De hecho, en ocasiones, quien un día fue víctima adopta el papel de verdugo. «Ser charnego no te da la condición de persona perfecta. Yo he ido a zonas del extrarradio y he visto cómo se dirigen a los chinos como “chinos de mierda”. En Badalona el antiguo alcalde –Xavier García Albiol– es xenófobo declarado y no hubiera sido alcalde sin la connivencia de la población charnega que vino de fuera», subraya el escritor.
Se vuelve a repetir la dinámica. La pobreza se torna exótica, lo marginal se mercantiliza. Que el término charnego sobreviva quizá ni siquiera dependa de aquellos a quienes señalaba, exentos incluso de ejercer de albaceas de su propia marginación. Si el término charnego sobrevive será para el beneficio de una clase política y a costa de rentabilizar la memoria de aquellos a los que Galeano llamaba los nadies: los hijos de nadie, los dueños de nada.

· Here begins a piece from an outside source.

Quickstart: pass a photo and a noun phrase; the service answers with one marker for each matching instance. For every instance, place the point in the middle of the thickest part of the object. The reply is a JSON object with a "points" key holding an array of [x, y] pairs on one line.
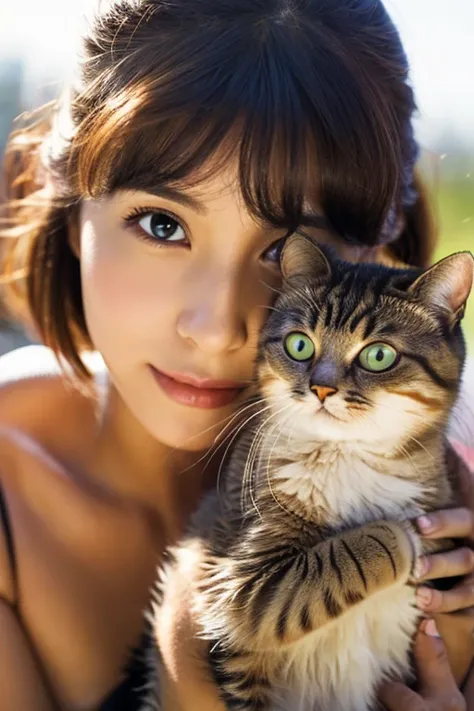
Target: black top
{"points": [[129, 695]]}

Avivar el emblema de lo charnego le hace el juego al poder, que le otorga el mérito a unos mientras sigue proyectando la culpa sobre los recién llegados. Y todos ellos, las víctimas de ayer y las víctimas de hoy, se pelean entre sí por repartirse un pan mohoso al que todavía ningún emprendedor ha encontrado la forma de sacarle beneficio.